“What no wife of a writer can understand is that a writer is working when he’s staring out the window.” ~ Burton Rascoe, American journalist, editor, literary critic
I don’t stare out my window so much, but I do stare off my deck. And hubby doesn’t understand.
This morning, 6:15, the birds are waking. One is calling Jeremy-Jeremy-Jeremy-Jeremy, another answers Spritz-Spritz-Spritz-Spritz-Spritz.
From my vantage point I face a corner of the deck. Nandina bushes with their clusters of grape-like berries, and a mimosa tree with its frond-like leaves border the railing. All are covered in dew and glisten as the sun finally touches the top of the trees.
I watch a fog rise with the sun’s warming. It adds an ethereal quality to my side yard, the farthest branches of the bushes and the woods beyond. Woods shrouded in a thin veil of mist glow white.
The sun lifts further, breaks through the fog, and hits the back yard in splotches of yellow-green. I hear the pattern of bird calls, always four for Jeremy and five for Spritz. The dew beads roll off frond tips and the curves of berries, drop like rain in a syncopated beat.

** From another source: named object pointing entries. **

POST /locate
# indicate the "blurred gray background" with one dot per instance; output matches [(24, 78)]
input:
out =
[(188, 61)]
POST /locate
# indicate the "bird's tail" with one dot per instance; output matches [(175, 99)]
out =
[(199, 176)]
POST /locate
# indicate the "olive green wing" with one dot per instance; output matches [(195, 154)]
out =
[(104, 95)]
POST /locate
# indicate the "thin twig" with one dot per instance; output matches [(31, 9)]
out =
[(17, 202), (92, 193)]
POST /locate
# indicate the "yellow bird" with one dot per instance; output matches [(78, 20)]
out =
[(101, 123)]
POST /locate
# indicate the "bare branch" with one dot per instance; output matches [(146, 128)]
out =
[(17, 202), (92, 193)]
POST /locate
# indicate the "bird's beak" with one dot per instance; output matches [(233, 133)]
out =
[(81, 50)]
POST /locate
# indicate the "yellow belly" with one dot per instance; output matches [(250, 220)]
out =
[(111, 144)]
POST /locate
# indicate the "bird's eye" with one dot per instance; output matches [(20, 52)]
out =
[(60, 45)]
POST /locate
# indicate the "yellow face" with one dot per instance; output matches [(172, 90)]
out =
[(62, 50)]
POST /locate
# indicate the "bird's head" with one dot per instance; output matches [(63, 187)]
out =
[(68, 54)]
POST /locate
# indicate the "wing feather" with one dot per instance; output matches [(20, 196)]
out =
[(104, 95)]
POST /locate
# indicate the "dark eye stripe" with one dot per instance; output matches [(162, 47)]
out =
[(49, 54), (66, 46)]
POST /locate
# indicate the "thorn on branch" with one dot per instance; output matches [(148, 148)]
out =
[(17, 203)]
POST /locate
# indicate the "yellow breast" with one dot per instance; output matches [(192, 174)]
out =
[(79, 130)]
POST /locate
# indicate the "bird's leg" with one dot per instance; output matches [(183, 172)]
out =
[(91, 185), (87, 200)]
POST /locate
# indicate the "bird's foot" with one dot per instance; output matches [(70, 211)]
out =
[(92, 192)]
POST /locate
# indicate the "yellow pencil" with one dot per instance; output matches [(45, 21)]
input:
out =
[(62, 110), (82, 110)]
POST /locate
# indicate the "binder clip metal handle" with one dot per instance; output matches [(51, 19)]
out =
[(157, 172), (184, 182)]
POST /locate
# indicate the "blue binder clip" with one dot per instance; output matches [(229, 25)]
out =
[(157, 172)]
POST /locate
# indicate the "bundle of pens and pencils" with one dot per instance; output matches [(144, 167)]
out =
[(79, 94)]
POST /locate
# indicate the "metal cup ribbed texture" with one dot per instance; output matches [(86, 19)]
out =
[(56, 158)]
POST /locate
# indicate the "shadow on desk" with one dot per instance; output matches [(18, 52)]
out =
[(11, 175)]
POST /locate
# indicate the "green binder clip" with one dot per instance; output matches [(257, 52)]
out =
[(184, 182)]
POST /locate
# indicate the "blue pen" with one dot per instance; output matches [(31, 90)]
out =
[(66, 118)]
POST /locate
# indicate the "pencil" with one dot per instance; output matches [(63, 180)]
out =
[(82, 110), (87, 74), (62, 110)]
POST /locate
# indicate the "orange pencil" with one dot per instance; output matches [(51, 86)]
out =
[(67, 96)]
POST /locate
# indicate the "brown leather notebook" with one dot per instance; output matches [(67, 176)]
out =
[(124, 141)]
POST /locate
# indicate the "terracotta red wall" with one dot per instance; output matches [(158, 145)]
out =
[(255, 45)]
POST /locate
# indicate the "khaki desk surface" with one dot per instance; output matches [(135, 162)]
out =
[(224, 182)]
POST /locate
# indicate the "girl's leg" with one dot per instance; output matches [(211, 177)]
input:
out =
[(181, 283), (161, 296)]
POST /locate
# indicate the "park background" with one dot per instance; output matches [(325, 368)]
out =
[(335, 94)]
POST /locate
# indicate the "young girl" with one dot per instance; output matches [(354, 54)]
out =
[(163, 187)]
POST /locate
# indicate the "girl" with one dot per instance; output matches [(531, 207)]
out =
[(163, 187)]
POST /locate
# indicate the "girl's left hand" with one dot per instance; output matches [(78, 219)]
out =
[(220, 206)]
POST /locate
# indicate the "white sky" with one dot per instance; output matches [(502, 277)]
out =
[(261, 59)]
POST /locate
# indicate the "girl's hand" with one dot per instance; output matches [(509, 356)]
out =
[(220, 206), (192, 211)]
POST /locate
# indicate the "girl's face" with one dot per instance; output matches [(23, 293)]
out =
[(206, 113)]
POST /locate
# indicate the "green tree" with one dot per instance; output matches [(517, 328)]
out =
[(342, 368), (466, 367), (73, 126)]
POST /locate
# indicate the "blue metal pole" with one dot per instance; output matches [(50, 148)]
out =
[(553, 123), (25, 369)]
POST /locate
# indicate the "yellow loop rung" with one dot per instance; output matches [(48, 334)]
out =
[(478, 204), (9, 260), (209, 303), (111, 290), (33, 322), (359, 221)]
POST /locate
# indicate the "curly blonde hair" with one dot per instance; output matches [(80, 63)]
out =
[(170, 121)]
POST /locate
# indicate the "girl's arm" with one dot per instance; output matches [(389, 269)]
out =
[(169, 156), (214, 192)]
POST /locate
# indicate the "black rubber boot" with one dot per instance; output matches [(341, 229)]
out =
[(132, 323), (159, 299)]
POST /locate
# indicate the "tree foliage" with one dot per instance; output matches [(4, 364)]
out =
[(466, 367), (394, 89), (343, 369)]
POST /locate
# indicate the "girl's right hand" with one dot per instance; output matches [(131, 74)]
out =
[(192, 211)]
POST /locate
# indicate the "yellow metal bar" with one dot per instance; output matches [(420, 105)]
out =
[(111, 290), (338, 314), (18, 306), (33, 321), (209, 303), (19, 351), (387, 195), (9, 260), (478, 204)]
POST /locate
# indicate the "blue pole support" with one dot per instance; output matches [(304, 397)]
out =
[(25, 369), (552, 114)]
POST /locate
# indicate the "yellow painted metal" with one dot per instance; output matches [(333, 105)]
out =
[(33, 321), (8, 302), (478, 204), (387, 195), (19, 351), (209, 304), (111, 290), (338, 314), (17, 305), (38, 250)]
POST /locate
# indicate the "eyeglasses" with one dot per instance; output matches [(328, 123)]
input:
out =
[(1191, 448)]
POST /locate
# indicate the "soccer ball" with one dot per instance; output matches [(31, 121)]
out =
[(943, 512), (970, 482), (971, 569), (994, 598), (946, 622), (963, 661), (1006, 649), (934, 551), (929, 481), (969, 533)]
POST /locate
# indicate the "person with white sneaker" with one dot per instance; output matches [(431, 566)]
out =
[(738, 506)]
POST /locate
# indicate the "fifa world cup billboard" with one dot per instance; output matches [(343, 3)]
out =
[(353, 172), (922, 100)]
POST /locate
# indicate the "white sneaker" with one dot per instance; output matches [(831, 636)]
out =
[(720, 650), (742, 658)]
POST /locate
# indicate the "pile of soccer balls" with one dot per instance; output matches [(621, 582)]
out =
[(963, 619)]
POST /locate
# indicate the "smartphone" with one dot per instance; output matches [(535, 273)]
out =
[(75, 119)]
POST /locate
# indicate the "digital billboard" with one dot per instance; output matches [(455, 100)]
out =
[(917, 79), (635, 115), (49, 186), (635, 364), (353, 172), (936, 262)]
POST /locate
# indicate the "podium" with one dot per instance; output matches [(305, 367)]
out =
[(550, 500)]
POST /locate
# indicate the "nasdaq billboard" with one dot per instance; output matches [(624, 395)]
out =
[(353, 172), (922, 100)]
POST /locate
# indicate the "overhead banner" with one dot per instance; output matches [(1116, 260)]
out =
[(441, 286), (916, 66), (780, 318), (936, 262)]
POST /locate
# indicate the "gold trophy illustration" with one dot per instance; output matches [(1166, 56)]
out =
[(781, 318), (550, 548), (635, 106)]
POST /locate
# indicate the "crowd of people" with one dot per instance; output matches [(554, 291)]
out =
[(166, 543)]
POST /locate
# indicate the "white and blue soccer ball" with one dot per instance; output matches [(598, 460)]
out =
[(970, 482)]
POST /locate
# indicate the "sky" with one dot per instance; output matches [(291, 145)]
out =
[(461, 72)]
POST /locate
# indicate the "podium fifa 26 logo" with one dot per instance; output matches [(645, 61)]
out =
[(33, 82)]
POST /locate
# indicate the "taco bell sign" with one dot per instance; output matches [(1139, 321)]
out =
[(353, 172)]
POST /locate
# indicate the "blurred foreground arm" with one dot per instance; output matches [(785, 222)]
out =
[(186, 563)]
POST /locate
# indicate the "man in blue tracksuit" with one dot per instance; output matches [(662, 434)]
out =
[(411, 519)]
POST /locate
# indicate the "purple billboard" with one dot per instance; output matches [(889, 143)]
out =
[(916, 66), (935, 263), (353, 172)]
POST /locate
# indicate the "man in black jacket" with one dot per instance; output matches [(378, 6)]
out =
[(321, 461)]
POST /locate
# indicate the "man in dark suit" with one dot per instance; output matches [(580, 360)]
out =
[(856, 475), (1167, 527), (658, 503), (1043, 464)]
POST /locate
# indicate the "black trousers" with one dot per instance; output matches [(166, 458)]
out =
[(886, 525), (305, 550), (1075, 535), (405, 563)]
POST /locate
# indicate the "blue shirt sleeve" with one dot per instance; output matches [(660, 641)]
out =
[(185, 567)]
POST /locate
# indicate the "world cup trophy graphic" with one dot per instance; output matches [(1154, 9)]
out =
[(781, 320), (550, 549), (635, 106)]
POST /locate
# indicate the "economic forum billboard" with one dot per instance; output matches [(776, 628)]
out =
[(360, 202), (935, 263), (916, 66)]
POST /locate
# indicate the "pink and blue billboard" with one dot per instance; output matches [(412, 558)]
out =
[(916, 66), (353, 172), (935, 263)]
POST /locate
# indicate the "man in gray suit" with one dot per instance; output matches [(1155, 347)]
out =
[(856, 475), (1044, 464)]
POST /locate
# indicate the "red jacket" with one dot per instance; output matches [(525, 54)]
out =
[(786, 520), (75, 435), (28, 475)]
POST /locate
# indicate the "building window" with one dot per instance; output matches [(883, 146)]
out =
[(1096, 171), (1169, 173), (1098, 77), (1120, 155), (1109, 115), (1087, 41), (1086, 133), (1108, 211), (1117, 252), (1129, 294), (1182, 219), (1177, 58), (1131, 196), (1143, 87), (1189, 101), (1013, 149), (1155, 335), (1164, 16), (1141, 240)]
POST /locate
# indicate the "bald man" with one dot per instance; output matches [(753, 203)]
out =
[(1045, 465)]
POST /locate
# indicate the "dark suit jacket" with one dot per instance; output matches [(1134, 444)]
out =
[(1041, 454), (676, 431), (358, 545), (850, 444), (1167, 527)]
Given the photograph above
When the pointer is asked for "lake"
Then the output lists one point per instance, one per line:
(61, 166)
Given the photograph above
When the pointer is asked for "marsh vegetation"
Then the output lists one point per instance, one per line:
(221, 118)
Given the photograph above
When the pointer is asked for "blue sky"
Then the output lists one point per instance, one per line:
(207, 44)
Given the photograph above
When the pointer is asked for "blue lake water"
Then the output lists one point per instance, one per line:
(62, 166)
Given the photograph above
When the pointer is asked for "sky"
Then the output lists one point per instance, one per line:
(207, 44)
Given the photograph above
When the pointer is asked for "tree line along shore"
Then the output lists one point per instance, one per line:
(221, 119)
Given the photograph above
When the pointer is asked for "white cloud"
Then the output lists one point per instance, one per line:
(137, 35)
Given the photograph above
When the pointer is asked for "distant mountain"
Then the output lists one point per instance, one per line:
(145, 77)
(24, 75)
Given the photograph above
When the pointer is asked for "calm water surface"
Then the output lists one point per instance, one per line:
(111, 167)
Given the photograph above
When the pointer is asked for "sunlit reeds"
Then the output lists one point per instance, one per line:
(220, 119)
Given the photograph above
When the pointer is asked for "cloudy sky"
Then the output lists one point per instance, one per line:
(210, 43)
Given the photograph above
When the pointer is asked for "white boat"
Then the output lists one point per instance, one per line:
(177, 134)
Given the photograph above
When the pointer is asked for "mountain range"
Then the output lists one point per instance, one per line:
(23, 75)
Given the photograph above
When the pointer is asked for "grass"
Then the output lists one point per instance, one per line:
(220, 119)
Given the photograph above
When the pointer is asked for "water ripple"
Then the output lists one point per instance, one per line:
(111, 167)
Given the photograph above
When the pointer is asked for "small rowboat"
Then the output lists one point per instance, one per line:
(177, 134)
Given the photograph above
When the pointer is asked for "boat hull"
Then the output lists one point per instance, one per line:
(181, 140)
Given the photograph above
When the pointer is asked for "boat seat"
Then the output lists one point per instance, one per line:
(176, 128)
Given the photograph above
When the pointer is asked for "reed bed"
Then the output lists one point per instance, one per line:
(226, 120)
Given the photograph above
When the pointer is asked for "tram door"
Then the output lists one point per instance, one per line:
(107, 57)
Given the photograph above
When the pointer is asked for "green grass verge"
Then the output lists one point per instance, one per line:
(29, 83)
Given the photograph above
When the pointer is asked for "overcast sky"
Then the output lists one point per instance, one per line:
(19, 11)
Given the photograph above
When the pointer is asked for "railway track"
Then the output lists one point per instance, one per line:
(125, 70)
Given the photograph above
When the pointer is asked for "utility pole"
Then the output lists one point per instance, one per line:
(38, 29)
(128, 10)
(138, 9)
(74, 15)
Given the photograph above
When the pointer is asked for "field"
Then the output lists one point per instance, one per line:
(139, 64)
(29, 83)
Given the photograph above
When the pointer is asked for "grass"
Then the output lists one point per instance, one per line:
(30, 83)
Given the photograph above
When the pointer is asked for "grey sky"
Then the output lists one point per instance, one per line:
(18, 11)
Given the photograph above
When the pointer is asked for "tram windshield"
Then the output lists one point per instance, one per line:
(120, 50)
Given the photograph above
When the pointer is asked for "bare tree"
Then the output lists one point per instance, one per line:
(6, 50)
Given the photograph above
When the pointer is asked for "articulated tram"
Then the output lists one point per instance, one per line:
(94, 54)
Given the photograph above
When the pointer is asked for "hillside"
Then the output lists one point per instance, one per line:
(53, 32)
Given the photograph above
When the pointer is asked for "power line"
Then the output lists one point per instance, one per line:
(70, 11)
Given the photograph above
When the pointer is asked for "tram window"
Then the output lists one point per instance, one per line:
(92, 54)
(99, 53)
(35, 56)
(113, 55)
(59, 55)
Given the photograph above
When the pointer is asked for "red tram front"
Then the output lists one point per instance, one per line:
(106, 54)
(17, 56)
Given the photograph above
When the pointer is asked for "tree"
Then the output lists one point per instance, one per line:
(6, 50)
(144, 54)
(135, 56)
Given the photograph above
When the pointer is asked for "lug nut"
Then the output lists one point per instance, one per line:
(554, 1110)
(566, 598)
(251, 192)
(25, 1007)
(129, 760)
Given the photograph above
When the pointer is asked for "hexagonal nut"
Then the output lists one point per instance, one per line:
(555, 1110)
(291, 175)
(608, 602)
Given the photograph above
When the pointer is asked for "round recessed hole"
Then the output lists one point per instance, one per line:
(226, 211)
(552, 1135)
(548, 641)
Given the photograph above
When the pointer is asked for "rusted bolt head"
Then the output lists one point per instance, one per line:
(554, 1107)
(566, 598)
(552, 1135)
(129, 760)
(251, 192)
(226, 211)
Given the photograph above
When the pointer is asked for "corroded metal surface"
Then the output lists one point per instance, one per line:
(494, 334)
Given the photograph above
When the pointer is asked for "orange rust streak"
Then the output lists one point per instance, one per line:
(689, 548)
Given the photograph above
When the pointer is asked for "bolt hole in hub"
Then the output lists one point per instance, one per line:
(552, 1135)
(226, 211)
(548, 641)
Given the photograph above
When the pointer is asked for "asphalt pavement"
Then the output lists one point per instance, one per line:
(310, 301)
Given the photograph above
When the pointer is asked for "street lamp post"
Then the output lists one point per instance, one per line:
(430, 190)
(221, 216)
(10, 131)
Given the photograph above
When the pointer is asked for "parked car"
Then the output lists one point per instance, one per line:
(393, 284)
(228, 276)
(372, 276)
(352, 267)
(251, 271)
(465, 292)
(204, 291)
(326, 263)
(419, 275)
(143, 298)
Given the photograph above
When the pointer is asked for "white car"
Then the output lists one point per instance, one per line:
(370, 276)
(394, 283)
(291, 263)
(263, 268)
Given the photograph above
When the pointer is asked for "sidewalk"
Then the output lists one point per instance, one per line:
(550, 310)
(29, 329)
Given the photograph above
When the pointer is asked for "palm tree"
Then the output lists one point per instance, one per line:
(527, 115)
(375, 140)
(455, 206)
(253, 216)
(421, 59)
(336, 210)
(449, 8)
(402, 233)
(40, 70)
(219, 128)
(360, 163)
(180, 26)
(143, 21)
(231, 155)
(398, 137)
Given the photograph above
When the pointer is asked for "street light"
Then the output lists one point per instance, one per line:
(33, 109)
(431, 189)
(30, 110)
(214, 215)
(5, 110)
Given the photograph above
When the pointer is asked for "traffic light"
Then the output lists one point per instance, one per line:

The warmer the air, the faster the beads roll. I watch them fall, their tracks shimmer in the sun, look like strands of silk.
I look to my left and I’m surprised to see what the rays reveal – a large, perfectly spun web connecting a nandina to the deck. The circular strands are scalloped evenly, hanging from the weight of dew.So where does all this staring lead a writer?
If I were a children’s author, Jeremy and Spritz would be making all kinds of plans for the day ahead! But I’m not so I’m focused on the patterns. I think of all the patterns in nature, how everything is created in an order. Once I see patterns, it’s a challenge not to see them and I search for them. That curiosity extends to those in human nature too.
I just now realize yellow-green is the color of sun hitting grass and leaves!
I listen to pseudo raindrops and they remind me of the cartoons I watched growing up – the good ones :-). Raindrops were paired with notes of classical music. It wasn’t until years later I read this was done to introduce children to classical music and the ballet. Is that still being done? Do our children miss out on something if it’s not? I imagine I’m not the only one who first heard 1812 Overture on a cartoon and not played by a symphony.
The web looks like an oval Victorian mirror, so beautiful and I try to come up with a description that isn’t such a cliche. As the dew falls and dissipates, and the nandina branches lighten and rise, what will happen to the web? Will it stretch or will it break? I think of the spider’s diligence and perseverance making the web during the night. (It’s always at night isn’t it? Then we walk into them in the morning when we don’t know they’re there – Yuck!)
The web becomes a metaphor for so many things: fragile beauty; how even our best efforts can be undone by things out of our control; how we sometimes have to stretch when outside forces pull, sometimes we break; perseverance, diligence and hope.
Then writers spin the observations into words and weave them into poetry and prose – the rest of our work.